Source : Proposition de feuille de route de décarbonation de la chaîne de valeur de l'automobile

· Enfin, la proposition de feuille de route de la chaîne de valeur des véhicules lourds, également remise en mai 2023, identifie dix leviers de décarbonation pour atteindre les cibles de baisses d'émissions. Compte tenu de la grande variété de véhicules lourds et des usages associés, il est estimé que la décarbonation de la chaîne de valeur justifie de mobiliser l'ensemble des moyens disponibles, à savoir :

- le verdissement de la motorisation des véhicules ;

- l'efficacité énergétique des véhicules ;

- l'augmentation de chargement des poids lourds et les taux de remplissage des transports collectifs ;

- la réduction des distances parcourues ;

- le report modal.

2. La stratégie nationale hydrogène est en passe d'être révisée

L'hydrogène fait l'objet de stratégies spécifiques, mais qui sont également en passe d'être revues, dans le cadre de la prochaine révision d'ensemble de la stratégie énergétique nationale.

En 2018, le Plan de déploiement de l'hydrogène pour la transition énergétique28(*) a introduit pour objectifs 20 à 40 % d'hydrogène décarboné dans l'hydrogène industriel d'ici 2028, ainsi qu'un parc de 20 000 à 50 000 véhicules légers, 800 à 2 000 véhicules lourds et 400 à 1 000 stations29(*). Pour y parvenir, il a été prévu d'allouer 100 M€ au déploiement de l'hydrogène décarboné, à compter de 2019. Dans le domaine des transports, le plan a prévu une valorisation des usages de la mobilité, en complémentarité avec les filières batterie, qu'il s'agisse des véhicules lourds routiers, mais aussi des bateaux, des trains et de l'aéronautique.

En 2020, la Stratégie nationale pour le développement de l'hydrogène décarboné en France30(*) a introduit un objectif d'installation de 6,5 GW de capacités de production d'hydrogène décarboné par électrolyse. Cette stratégie a été dotée d'un montant de 7 Mds €, dont 3,4 Mds € pour 2020-2023 répartis entre l'industrie, à hauteur de 54 %, les transports, pour 27 %, et la recherche et l'innovation, pour 19 %. Dans le domaine des transports, le choix a été fait de cibler le recours à l'hydrogène sur la mobilité lourde31(*), en complément des batteries électriques, dans la mesure où ce marché a été identifié comme mature et dynamique.

L'hydrogène a été soutenu par le Plan de relance de 2020, à hauteur de 2 Mds €, dont 350 M€ pour les briques et démonstrateurs et 275 M€ pour les écosystèmes territoriaux, et le Plan d'investissement de 2021, à hauteur de 2 Mds €, dont 1,7 Mds € pour les projets importants d'intérêt européen commun (PIIEC) et 200 M€ pour les écosystèmes territoriaux.

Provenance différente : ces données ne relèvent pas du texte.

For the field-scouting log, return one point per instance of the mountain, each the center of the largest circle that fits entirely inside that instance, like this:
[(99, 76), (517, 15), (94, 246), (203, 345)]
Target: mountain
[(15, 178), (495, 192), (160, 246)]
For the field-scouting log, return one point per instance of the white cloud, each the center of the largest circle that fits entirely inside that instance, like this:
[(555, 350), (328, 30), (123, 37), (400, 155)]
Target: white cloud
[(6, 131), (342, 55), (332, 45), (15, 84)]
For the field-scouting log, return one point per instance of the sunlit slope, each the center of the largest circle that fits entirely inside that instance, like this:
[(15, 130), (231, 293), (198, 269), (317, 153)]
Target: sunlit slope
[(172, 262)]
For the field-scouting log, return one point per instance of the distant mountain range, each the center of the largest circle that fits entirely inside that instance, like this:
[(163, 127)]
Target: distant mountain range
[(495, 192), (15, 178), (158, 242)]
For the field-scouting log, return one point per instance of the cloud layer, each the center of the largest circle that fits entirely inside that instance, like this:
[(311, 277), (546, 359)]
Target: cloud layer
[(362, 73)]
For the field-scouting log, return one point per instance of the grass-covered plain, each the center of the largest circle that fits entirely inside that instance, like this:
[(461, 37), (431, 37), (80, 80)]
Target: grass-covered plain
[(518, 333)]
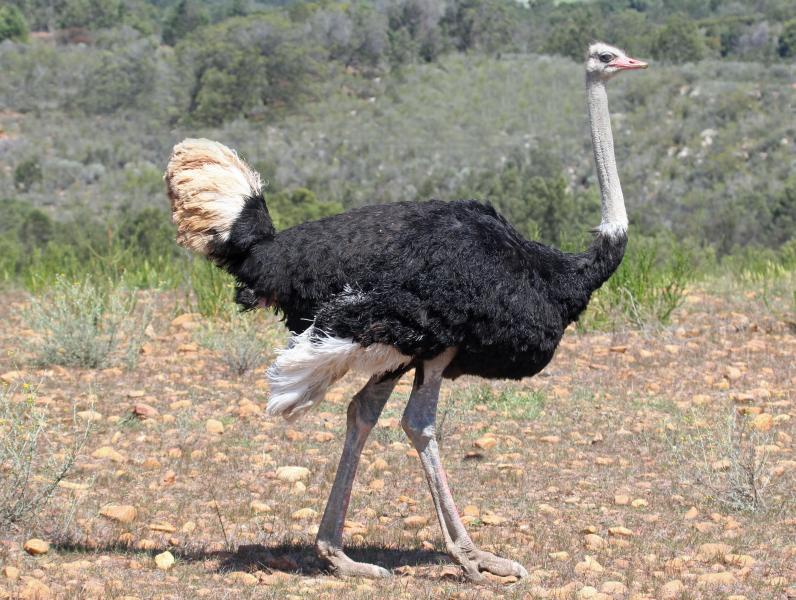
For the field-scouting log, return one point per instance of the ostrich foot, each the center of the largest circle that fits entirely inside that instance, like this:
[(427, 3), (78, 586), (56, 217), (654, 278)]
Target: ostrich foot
[(474, 562), (342, 566), (502, 567)]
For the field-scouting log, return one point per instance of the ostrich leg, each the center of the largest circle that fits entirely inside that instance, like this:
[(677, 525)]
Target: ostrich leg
[(363, 413), (419, 423)]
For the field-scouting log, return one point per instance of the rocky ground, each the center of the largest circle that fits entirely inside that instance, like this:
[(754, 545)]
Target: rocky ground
[(641, 464)]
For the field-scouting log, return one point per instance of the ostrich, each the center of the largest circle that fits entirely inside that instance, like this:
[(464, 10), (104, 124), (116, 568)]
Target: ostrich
[(445, 288)]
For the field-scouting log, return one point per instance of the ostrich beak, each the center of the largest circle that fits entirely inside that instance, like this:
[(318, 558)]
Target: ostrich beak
[(627, 63)]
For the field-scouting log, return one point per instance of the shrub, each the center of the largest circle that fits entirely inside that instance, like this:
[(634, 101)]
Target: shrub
[(644, 289), (243, 341), (12, 24), (27, 173), (79, 324), (727, 462), (29, 469)]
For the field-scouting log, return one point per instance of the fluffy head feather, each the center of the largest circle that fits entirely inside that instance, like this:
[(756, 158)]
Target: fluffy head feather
[(208, 185)]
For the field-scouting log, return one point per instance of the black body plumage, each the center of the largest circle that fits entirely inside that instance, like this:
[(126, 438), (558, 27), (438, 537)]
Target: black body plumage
[(421, 277)]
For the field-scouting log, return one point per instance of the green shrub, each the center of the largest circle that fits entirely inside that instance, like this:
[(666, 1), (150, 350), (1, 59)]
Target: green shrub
[(12, 23), (80, 324), (27, 173), (243, 340), (30, 468), (645, 289)]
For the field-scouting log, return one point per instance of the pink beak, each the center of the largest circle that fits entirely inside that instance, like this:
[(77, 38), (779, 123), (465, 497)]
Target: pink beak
[(625, 62)]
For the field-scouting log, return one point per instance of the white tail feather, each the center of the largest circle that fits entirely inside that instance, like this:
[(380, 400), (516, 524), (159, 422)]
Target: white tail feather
[(312, 362), (208, 185)]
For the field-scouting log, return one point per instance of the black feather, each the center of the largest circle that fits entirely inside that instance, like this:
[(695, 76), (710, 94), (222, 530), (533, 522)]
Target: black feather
[(421, 277)]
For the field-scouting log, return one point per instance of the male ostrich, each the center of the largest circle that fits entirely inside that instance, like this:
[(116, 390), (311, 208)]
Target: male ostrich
[(446, 288)]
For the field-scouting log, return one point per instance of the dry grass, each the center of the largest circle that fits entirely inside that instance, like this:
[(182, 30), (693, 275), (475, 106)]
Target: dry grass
[(596, 454)]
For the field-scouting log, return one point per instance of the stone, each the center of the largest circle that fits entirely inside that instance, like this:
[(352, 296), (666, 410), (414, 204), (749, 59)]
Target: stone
[(214, 426), (304, 514), (164, 560), (763, 422), (710, 552), (588, 566), (242, 577), (722, 578), (10, 377), (415, 522), (259, 506), (123, 513), (671, 590), (292, 474), (145, 411), (493, 519), (109, 453), (614, 588), (594, 542), (33, 589), (36, 547), (485, 442)]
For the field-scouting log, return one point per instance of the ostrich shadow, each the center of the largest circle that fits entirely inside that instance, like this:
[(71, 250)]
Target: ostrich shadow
[(296, 559)]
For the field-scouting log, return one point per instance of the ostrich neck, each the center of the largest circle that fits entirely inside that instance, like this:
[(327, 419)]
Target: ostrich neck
[(614, 218)]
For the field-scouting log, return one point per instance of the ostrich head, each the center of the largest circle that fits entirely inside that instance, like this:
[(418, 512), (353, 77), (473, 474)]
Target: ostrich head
[(604, 61)]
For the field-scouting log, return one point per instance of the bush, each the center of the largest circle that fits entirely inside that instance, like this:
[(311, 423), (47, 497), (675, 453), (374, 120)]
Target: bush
[(12, 24), (728, 463), (243, 340), (678, 41), (644, 289), (27, 173), (79, 324), (29, 468)]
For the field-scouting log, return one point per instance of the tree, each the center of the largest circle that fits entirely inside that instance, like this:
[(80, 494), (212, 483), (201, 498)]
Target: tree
[(12, 24), (184, 18), (678, 41)]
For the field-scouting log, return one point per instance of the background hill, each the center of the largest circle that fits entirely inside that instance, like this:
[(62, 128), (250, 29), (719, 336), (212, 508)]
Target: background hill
[(343, 104)]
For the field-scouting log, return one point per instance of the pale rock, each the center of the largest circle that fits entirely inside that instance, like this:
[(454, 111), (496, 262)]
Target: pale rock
[(593, 541), (145, 411), (123, 513), (164, 560), (493, 519), (214, 426), (242, 577), (614, 588), (304, 514), (587, 566), (292, 474), (763, 422), (259, 506), (671, 590), (712, 551), (415, 522), (722, 578), (109, 453), (36, 547), (33, 589), (486, 442)]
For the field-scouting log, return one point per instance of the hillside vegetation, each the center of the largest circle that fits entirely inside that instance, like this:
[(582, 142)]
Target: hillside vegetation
[(340, 105)]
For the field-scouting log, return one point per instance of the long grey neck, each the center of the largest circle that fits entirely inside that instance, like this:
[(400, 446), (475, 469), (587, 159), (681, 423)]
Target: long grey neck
[(614, 217)]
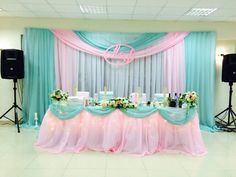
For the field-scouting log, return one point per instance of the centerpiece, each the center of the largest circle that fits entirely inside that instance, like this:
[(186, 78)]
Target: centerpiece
[(59, 95), (189, 99), (121, 102)]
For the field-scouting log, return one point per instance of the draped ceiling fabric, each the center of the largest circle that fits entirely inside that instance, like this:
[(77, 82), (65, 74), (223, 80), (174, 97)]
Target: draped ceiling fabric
[(158, 64), (90, 73)]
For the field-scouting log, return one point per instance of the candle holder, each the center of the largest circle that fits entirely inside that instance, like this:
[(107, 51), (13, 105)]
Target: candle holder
[(36, 120)]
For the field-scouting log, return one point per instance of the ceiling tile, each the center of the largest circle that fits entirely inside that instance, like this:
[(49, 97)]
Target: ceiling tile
[(210, 3), (3, 13), (33, 1), (95, 16), (21, 14), (71, 15), (120, 9), (209, 18), (167, 18), (92, 2), (62, 2), (13, 7), (67, 8), (143, 17), (223, 12), (121, 2), (47, 14), (147, 10), (158, 3), (181, 3), (39, 7), (120, 16), (8, 1), (173, 11)]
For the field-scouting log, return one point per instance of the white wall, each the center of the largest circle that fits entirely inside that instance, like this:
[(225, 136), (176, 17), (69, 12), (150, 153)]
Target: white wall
[(222, 88), (9, 38), (12, 28)]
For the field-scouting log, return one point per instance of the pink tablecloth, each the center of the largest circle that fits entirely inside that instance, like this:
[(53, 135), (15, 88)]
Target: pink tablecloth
[(119, 133)]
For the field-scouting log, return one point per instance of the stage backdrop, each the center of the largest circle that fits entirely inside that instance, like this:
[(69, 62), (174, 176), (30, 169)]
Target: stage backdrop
[(155, 62)]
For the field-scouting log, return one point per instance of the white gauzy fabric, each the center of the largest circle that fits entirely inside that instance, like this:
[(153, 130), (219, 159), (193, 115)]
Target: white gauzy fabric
[(152, 74)]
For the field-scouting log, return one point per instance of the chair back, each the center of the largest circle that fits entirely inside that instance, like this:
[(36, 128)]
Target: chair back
[(109, 95), (134, 97)]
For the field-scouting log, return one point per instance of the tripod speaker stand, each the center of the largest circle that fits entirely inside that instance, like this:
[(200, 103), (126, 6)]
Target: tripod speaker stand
[(14, 107), (227, 121), (230, 123), (12, 67)]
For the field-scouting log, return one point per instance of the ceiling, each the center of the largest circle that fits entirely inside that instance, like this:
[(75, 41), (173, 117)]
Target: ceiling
[(120, 9)]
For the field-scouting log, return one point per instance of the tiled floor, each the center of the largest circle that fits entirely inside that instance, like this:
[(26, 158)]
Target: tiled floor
[(18, 158)]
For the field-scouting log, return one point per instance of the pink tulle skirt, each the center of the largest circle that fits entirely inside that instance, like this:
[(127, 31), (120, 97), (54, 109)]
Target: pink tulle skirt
[(117, 132)]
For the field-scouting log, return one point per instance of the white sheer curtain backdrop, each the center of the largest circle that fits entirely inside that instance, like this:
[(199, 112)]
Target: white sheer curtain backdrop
[(91, 73)]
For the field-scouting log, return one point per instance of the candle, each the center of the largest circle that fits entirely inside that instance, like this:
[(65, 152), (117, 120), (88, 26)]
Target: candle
[(105, 93), (139, 94), (75, 91), (164, 92), (35, 116)]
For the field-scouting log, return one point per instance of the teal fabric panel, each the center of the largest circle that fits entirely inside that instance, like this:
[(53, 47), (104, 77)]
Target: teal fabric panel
[(65, 111), (104, 40), (174, 116), (39, 78), (200, 72), (177, 116), (140, 111), (99, 110)]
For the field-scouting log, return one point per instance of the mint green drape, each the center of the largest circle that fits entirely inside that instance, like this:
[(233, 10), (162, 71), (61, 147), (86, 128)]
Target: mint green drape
[(174, 116), (39, 78), (200, 72), (104, 40)]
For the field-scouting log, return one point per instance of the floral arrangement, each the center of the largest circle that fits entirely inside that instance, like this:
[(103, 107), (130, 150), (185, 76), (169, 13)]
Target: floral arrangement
[(120, 102), (189, 98), (59, 95)]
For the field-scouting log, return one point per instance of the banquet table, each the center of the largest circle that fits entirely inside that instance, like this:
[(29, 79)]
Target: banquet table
[(145, 130)]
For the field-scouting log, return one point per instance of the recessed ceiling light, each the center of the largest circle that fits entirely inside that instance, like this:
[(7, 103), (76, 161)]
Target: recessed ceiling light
[(200, 11), (86, 9)]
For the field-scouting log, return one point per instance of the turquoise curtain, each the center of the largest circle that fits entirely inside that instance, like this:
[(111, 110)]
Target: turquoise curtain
[(104, 40), (200, 72), (172, 115), (39, 78)]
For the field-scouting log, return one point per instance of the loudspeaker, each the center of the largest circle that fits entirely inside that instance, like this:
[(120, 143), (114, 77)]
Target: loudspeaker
[(12, 64), (229, 68)]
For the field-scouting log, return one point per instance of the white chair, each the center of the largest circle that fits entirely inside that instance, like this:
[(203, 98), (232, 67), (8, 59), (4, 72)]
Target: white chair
[(109, 95), (79, 98), (159, 97), (142, 98), (83, 95)]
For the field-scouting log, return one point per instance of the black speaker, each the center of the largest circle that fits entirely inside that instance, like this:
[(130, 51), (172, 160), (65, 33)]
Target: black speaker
[(12, 64), (229, 68)]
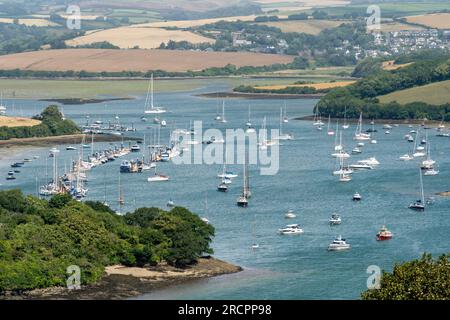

Cette stratégie a été consolidée par la déclaration du Président de la République, sur la politique de l'énergie, tenue à Belfort, le 10 janvier 2022 : en effet, ce dernier a promu le développement de l'hydrogène bas-carbone, d'origine nucléaire ; il a également rappelé le soutien de l'État aux projets d'électrolyseurs (114 M€) et de réservoirs (246 M€) d'hydrogène.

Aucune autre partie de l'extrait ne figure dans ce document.